METHODS: Specimens were collected surgically from 70 patients with GC. Allelotyping PCR and detection of LOH, denaturing high pressure liquid chromatography and DNA sequencing, restriction fragment length polymorphism analysis, methylation specific PCR, and immunohistochemical staining were used.
RESULTS: Promoter polymorphism was not a major mechanism of E-cad inactivation. Only one truncating mutation was found in a diffuse type tumor (3%). Both LOH and promoter hypermethylation were major mechanisms of E-cad inactivation, but interestingly, there was a negative association between the fraction of allelic loss (LOH) in tumors and hypermethylation of CDH1. Therefore LOH and hypermethylation were two different tumorigenic pathways involved in GC.

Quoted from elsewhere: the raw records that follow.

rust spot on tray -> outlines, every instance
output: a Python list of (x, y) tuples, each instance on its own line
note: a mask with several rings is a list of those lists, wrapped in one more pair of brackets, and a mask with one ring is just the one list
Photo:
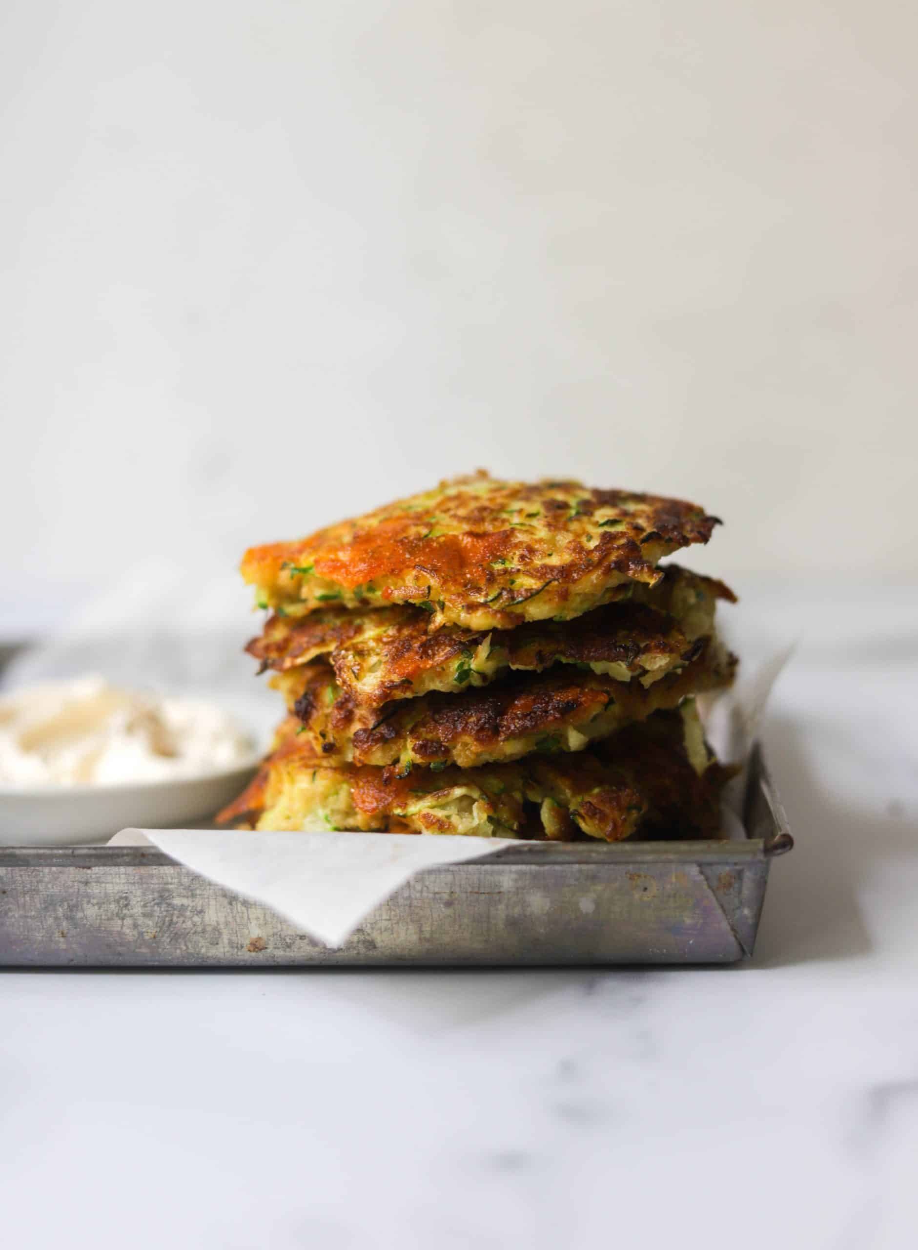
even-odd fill
[(657, 896), (657, 882), (646, 872), (627, 872), (628, 885), (642, 902), (649, 902)]

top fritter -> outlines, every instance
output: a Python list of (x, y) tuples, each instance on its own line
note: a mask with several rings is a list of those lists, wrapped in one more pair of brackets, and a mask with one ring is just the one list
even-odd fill
[(707, 542), (717, 524), (679, 499), (480, 472), (300, 541), (251, 548), (242, 575), (260, 608), (291, 616), (413, 604), (433, 629), (513, 629), (571, 620), (628, 582), (653, 585), (662, 556)]

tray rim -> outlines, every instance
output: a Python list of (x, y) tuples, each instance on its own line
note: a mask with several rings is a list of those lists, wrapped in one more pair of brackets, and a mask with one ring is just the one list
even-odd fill
[[(757, 795), (764, 800), (773, 821), (767, 838), (748, 836), (751, 808)], [(743, 796), (744, 839), (621, 842), (521, 842), (490, 851), (461, 864), (463, 868), (498, 868), (506, 864), (748, 864), (771, 860), (793, 848), (784, 808), (772, 781), (759, 742), (753, 745)], [(245, 836), (245, 835), (244, 835)], [(0, 846), (0, 868), (182, 868), (159, 848), (146, 846)]]

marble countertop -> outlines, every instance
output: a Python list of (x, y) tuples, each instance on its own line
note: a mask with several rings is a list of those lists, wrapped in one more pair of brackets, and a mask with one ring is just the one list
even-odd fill
[(6, 1244), (913, 1245), (918, 595), (794, 621), (752, 961), (7, 972)]

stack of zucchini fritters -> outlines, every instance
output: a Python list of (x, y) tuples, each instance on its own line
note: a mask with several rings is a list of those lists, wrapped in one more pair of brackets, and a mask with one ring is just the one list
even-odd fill
[(247, 650), (287, 715), (220, 820), (617, 841), (713, 836), (728, 770), (694, 694), (731, 682), (693, 504), (478, 474), (242, 561)]

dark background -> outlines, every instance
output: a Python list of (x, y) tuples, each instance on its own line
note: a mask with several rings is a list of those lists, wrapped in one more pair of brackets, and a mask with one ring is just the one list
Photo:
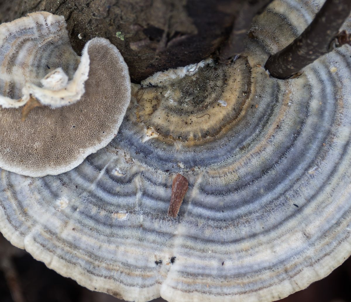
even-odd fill
[[(0, 234), (0, 302), (119, 302), (60, 276)], [(154, 302), (163, 302), (160, 298)], [(351, 302), (351, 258), (322, 280), (280, 302)]]

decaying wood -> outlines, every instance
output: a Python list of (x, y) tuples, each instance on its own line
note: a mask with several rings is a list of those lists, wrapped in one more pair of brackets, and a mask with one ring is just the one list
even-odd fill
[(229, 64), (236, 55), (242, 53), (245, 49), (242, 41), (251, 27), (252, 19), (260, 13), (273, 0), (256, 0), (247, 1), (243, 5), (234, 21), (233, 28), (227, 40), (222, 47), (219, 62)]
[(172, 183), (172, 193), (168, 208), (169, 216), (177, 217), (183, 199), (188, 187), (187, 179), (183, 175), (179, 173), (177, 174)]
[(311, 24), (291, 43), (272, 55), (265, 68), (274, 77), (288, 78), (332, 50), (331, 43), (350, 14), (350, 0), (326, 0)]
[[(0, 23), (40, 11), (63, 15), (78, 54), (92, 38), (109, 39), (128, 64), (132, 81), (139, 83), (157, 71), (218, 53), (231, 32), (231, 41), (242, 49), (250, 18), (267, 1), (13, 0), (0, 1)], [(233, 24), (242, 23), (235, 21), (243, 13), (245, 26), (232, 31)]]

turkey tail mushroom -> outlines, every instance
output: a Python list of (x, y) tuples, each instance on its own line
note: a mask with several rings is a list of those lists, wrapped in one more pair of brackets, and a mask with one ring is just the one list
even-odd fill
[(80, 58), (63, 18), (35, 13), (0, 25), (0, 60), (2, 169), (34, 177), (59, 174), (117, 135), (130, 82), (108, 40), (89, 41)]
[[(64, 276), (130, 301), (270, 302), (326, 276), (351, 254), (351, 50), (288, 80), (264, 68), (322, 2), (274, 1), (234, 62), (132, 85), (118, 136), (72, 170), (0, 171), (0, 231)], [(91, 47), (98, 58), (106, 48)], [(33, 111), (44, 109), (53, 112)]]

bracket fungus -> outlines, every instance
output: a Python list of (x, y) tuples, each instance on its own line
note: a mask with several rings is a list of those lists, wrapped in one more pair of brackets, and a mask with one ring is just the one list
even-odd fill
[[(71, 171), (1, 170), (0, 231), (61, 274), (130, 301), (271, 301), (328, 274), (351, 253), (350, 47), (289, 80), (263, 67), (323, 2), (274, 1), (230, 64), (133, 84), (118, 135)], [(178, 174), (188, 187), (169, 215)]]
[(117, 134), (130, 81), (108, 40), (88, 41), (80, 58), (63, 17), (30, 14), (0, 25), (0, 167), (59, 174)]

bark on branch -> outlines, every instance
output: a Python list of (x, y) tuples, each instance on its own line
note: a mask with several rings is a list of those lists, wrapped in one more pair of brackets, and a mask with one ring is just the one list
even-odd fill
[(266, 69), (274, 77), (288, 78), (331, 51), (334, 40), (340, 40), (338, 32), (350, 11), (350, 0), (326, 0), (301, 35), (270, 57)]

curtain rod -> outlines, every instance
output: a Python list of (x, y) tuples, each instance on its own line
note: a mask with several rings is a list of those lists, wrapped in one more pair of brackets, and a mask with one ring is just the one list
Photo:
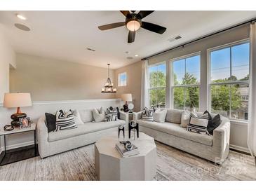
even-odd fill
[(207, 35), (205, 35), (205, 36), (203, 36), (201, 37), (199, 37), (198, 39), (194, 39), (192, 41), (188, 41), (187, 43), (184, 43), (183, 44), (180, 44), (179, 46), (175, 46), (173, 48), (168, 48), (168, 49), (166, 49), (166, 50), (164, 50), (163, 51), (161, 51), (161, 52), (159, 52), (159, 53), (156, 53), (155, 54), (153, 54), (151, 55), (149, 55), (147, 57), (144, 57), (143, 59), (142, 59), (141, 60), (148, 60), (151, 57), (155, 57), (155, 56), (157, 56), (157, 55), (162, 55), (166, 52), (168, 52), (170, 50), (174, 50), (174, 49), (176, 49), (176, 48), (180, 48), (180, 47), (182, 47), (184, 48), (184, 46), (187, 46), (188, 44), (190, 44), (190, 43), (193, 43), (194, 42), (196, 42), (198, 41), (200, 41), (200, 40), (202, 40), (203, 39), (206, 39), (206, 38), (208, 38), (209, 36), (214, 36), (215, 34), (220, 34), (220, 33), (222, 33), (222, 32), (226, 32), (226, 31), (228, 31), (228, 30), (230, 30), (230, 29), (232, 29), (234, 28), (236, 28), (238, 27), (240, 27), (240, 26), (242, 26), (242, 25), (245, 25), (246, 24), (248, 24), (248, 23), (250, 23), (250, 22), (255, 22), (256, 21), (256, 18), (253, 18), (253, 19), (251, 19), (250, 20), (247, 20), (245, 22), (241, 22), (241, 23), (239, 23), (239, 24), (237, 24), (237, 25), (233, 25), (231, 27), (227, 27), (227, 28), (225, 28), (224, 29), (221, 29), (220, 31), (217, 31), (215, 32), (213, 32), (213, 33), (211, 33), (211, 34), (207, 34)]

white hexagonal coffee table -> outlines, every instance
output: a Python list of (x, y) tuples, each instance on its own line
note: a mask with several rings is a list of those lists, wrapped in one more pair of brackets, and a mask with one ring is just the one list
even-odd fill
[[(126, 134), (128, 135), (128, 134)], [(138, 147), (140, 154), (122, 158), (116, 149), (117, 133), (106, 136), (95, 144), (95, 171), (101, 181), (152, 180), (156, 174), (156, 146), (154, 138), (140, 132), (140, 138), (130, 140)]]

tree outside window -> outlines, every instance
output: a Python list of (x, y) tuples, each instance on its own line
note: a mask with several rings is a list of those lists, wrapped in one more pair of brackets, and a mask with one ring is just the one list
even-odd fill
[(166, 106), (166, 64), (149, 67), (149, 106), (165, 107)]
[(209, 52), (210, 109), (234, 119), (248, 119), (250, 43), (242, 42)]
[(184, 57), (172, 62), (174, 109), (198, 110), (200, 55)]

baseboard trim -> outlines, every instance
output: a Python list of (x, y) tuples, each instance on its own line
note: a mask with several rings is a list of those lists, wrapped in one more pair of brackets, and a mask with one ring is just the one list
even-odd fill
[[(34, 141), (30, 141), (30, 142), (22, 142), (22, 143), (16, 144), (8, 145), (8, 146), (6, 146), (6, 150), (10, 150), (10, 149), (15, 149), (15, 148), (26, 146), (28, 146), (28, 145), (32, 145), (34, 144)], [(0, 148), (1, 153), (4, 151), (4, 146), (1, 147)]]
[(237, 146), (237, 145), (234, 145), (234, 144), (230, 144), (229, 148), (231, 149), (234, 149), (236, 151), (242, 151), (242, 152), (250, 154), (249, 149), (248, 148), (245, 148), (243, 146)]

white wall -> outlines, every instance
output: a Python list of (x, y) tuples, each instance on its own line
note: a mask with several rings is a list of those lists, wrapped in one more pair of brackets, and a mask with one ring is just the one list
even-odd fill
[[(122, 102), (120, 99), (102, 99), (102, 100), (86, 100), (74, 101), (46, 101), (34, 102), (32, 107), (22, 107), (22, 111), (30, 117), (32, 122), (36, 123), (38, 118), (43, 116), (46, 112), (54, 113), (57, 110), (74, 110), (83, 109), (107, 108), (109, 107), (120, 107)], [(4, 125), (9, 124), (10, 116), (15, 112), (15, 109), (6, 109), (0, 105), (0, 128)], [(4, 139), (3, 139), (4, 140)], [(7, 136), (7, 149), (24, 146), (34, 144), (33, 132), (15, 134)], [(3, 142), (1, 144), (3, 150)], [(0, 150), (1, 151), (1, 150)]]
[[(10, 92), (30, 92), (34, 102), (115, 98), (115, 93), (101, 92), (107, 68), (22, 53), (10, 71)], [(109, 76), (114, 79), (114, 70)]]
[(4, 94), (9, 92), (10, 65), (15, 67), (15, 54), (0, 24), (0, 104), (3, 103)]

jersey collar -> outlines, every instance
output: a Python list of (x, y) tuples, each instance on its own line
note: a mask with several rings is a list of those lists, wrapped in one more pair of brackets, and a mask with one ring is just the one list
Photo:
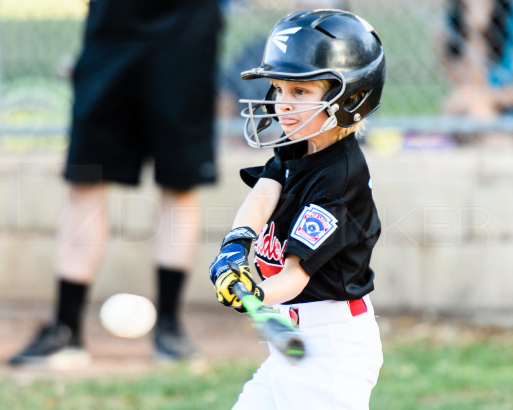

CONCLUSION: Given the findings that somatic mutation was extremely low and the relationship between LOH and hypermethylation was inverse, any two combinations of these three factors cannot fulfill the classical two-hit hypothesis of CDH1 inactivation. Thus, other mechanisms operating at the transcriptional level or at the post-translational level might be required to induce E-cadherin inactivation.